You go to your doctor with an illness that may have been present for a day, a week or many weeks. The doctor does some preliminary testing and makes a presumptive diagnosis. The doctor recommends a complicated test or a surgical procedure. How do you decide what to do?
- A daughter reported that over a four month period, her then 78-year-old father was intermittently confused, had a failing memory and had fallen several times. His doctor diagnosed early dementia but to rule out other causes the doctor had him wear a heart monitor as an outpatient. The monitor showed episodes of severe bradycardia (slow heartbeat) that coincided with his symptoms. A pacemaker was inserted and four years later he is doing well, alert, oriented without evidence of dementia.
- This elderly man’s quality of life was vastly improved with a simple test and appropriate treatment. When I was in practice and a diagnosis seemed too easy, I always tried to remember to ask myself, “What else could it be?’
- My neighbor told me about her 94-year-old father who had been falling frequently. After his most recent fall, he was taken to the emergency room because of a laceration of his scalp. After the laceration was sutured, the emergency room doctors said they needed to get a CAT scan. His daughter asked why. The doctor explained that the scan was necessary to see if there’s any bleeding in the brain. The daughter pointed out that at his age and state of health nothing would be done about the bleeding anyway; therefore, there is no reason to get a CAT scan. She credited having read Living Thoughtfully Dying Well with knowing that she had the option of refusing the CAT scan.
The daughter’s simple but astute question prevented an unnecessary procedure. In this country, it is reported that each year 30,000 people die from the complications of unnecessary tests and procedures.
- An 84-year-old man came to my office because of an inguinal hernia. I verified that he did have a hernia. I asked, “Is it painful, does it bother you?” He replied saying it didn’t bother him at all. I asked him why he wanted the surgery done to repair the hernia. He replied, “I just don’t want to go to heaven with a hernia.” We surgically repaired the hernia.
There was no strong medical reason to do this surgery but psychologically, it gave this man peace of mind as he faced the end of his life and the afterlife.
Making these decisions can be difficult and fraught with anxiety and uncertainty. I suggest two things:1) get the best information you can and then 2) go forward in confidence after making your decision. Knowing what questions to ask is key in getting the necessary information.

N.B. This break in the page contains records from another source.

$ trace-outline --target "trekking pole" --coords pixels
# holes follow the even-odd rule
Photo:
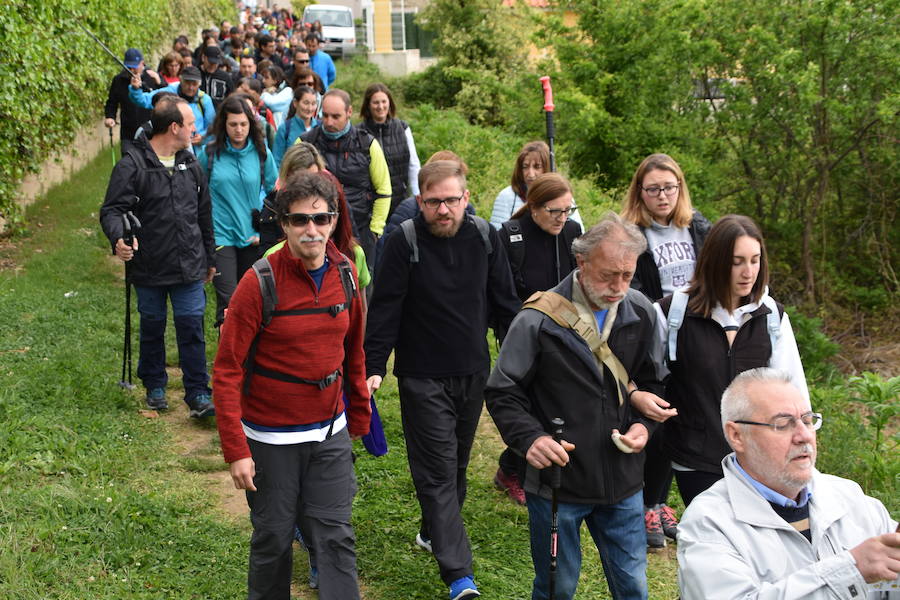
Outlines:
[[[136,227],[132,227],[135,224]],[[131,211],[122,215],[122,241],[129,247],[134,247],[134,229],[140,227],[140,221],[137,220]],[[133,390],[134,383],[131,378],[131,278],[129,277],[130,265],[125,263],[125,338],[122,342],[122,378],[119,380],[119,387],[126,390]],[[128,365],[128,379],[125,379],[125,366]]]
[[[556,152],[553,149],[553,140],[556,138],[556,128],[553,125],[553,88],[550,86],[550,77],[541,77],[541,87],[544,88],[544,113],[547,115],[547,146],[550,147],[550,172],[556,172]]]
[[[550,156],[553,156],[552,154]],[[562,442],[563,426],[565,421],[556,417],[550,423],[553,424],[553,441],[557,444]],[[559,546],[559,487],[562,485],[562,467],[554,464],[550,467],[553,469],[550,473],[550,489],[553,491],[552,505],[550,512],[550,579],[549,579],[549,598],[554,600],[556,597],[556,566],[557,551]]]
[[[112,57],[112,59],[113,59],[114,61],[116,61],[117,63],[119,63],[120,65],[122,65],[122,68],[125,69],[126,71],[128,71],[129,73],[131,72],[131,69],[129,69],[128,67],[126,67],[126,66],[125,66],[125,63],[122,62],[122,59],[120,59],[118,56],[116,56],[115,54],[113,54],[112,50],[110,50],[109,48],[107,48],[107,47],[106,47],[106,44],[104,44],[103,42],[101,42],[101,41],[97,38],[96,35],[94,35],[94,34],[91,33],[90,31],[88,31],[88,30],[87,30],[87,27],[85,27],[84,25],[81,24],[81,21],[79,21],[77,18],[74,19],[74,21],[75,21],[75,24],[78,25],[78,26],[81,28],[81,30],[82,30],[83,32],[85,32],[86,34],[88,34],[89,36],[91,36],[91,39],[93,39],[95,42],[97,42],[98,44],[100,44],[100,47],[103,48],[104,50],[106,50],[106,53],[109,54],[109,55]]]
[[[113,169],[115,169],[116,168],[116,149],[113,147],[114,142],[113,142],[112,130],[113,130],[113,128],[110,127],[109,128],[109,155],[112,157],[112,166],[113,166]]]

Asking questions about a test that’s advised:
a) What specifically do we hope to learn from the test?
b) How is the test done, and what (if any) are the risks of doing the test?
c) How accurate is the test?
d) What do we do if the test is positive?
e) What do we do if the test is negative?
f) Does it hurt?
g) Is it covered by my insurance?
Asking questions about an operation or complicated procedure:
a) Why do I need this procedure?
b) How is the procedure done?
c) Is there any way to treat my condition without surgery?
d) What are the risks and complications of this procedure?
e) How long will it take me to recover?
f) Will the procedure preserve or improve my quality of life?
g) How often have you done this procedure?
Making medical decisions can be hard. Good collaboration with your doctor and asking the right questions will help instill confidence in the decision made.